Before the end of my first week on campus I had made several calls home. On my second call to my dad, I decided I would be firm about my desire to come home. I went on and on about how bad things were, hoping to gain his sympathy. All of it was intended to lead to my emotional plea for help...
“Dad, I really believe that I have made a big mistake in coming here. I would like to return to LA, and I was hoping you could help me out with a plane ticket?”
For a moment, things got very quiet on the other end of the line. Then the silence was broken. Instead of words of sympathy and support for my decision, I heard a response I was not wanting or expecting to hear...

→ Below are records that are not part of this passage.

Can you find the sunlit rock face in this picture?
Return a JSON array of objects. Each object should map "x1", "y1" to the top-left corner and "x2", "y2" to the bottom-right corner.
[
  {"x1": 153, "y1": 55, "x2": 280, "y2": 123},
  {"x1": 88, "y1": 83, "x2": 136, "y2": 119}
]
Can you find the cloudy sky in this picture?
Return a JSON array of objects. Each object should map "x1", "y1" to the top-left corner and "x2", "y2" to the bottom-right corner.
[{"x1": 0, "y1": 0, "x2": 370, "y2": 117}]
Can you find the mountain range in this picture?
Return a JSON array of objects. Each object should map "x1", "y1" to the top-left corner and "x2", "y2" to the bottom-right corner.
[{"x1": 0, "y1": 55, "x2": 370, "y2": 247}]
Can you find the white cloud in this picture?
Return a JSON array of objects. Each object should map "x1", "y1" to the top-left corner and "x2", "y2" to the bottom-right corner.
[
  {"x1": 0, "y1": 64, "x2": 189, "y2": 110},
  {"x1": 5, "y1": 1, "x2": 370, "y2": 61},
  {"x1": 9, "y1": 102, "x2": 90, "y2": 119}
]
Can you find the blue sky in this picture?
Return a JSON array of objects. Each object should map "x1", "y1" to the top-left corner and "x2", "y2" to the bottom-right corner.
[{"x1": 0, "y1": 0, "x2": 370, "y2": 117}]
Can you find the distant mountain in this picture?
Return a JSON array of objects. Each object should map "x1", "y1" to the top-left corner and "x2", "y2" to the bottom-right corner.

“Roy, there is no question that God has called you to Bethany. He has confirmed it in many ways. It would be a great mistake for you to return home. You need to stay there, even if it kills you!”
He then concluded by sharing the following passage of Scripture from Luke 9:62 “Jesus said to him, No one who puts his hand to the plow and looks back [to the things behind] is fit for the kingdom of God.”
I was stunned. Once again, the Word of God penetrated into the deepest part of me, and like a steel arrow, pinned me to the wall. I had no wiggling room. It was “yes” or “no” to God’s call. No other options remained.
My dad’s journal entries reveal a deeper insight into his concerns for me during that time.
Wednesday, January 10, 1962...
Much burden for Roy today— the enemy is certainly after his faith…Great travail and intercession by all the brethren at prayer meeting tonight for Roy.
At this point I knew I could not turn back, or even look back, and expect to follow God’s call upon my life. I told the Lord I would follow Him, yet struggles remained. I was there, at Bethany, in body but not in heart. I was enduring, but not enjoying or delighting in the place God had placed me. The struggle would continue for many weeks. During those weeks my attitude was terrible and I remained uncooperative with the school rules and work program. I went from job to job and boss to boss. Eventually, I wound up in the Lefse Department, a place where the school manufactured electric cooking grills, often used for the making of Lefse, a favorite Norwegian bread in the shape of a large tortilla.
The manager of the department was Al Linder. He was the perfect person for me to report to. He was even more stubborn than I, and decided he would stick with me regardless of my attitudes and unwillingness to work. Al was tough but loving, and genuinely cared about me. When I came to work each day he put me in a corner of the work area where a large barrel of Lefse Grill handles needed to be assembled. He left me there to sulk as much as I wanted and never said a word. There I sat, hour after hour, all by myself, slowly assembling Lefse handles, listening to the sounds of machines grinding metal, and wondering if I would ever know joy again. One day, as I sat in my wooden, straight back chair in the corner of the shop, Al walked up to me and said, “Don’t you think it’s time to unpack your bags?”
He didn’t wait around for an answer, he just left me there to think about what he had just said.
The Lord taught me many things through Al, but one of the greatest lessons I learned was that when you speak a word from God into someone’s life, you don’t have to defend it, explain, argue it or debate it, but deliver it, like a pony express agent riding up to the station with the mail. Once delivered, the best thing you can do is ride away and let the Holy Spirit unpack the mail within a person’s heart. That day, in the early spring of 62, in a smelly, oily, noisy factory, Al Linder delivered the mail.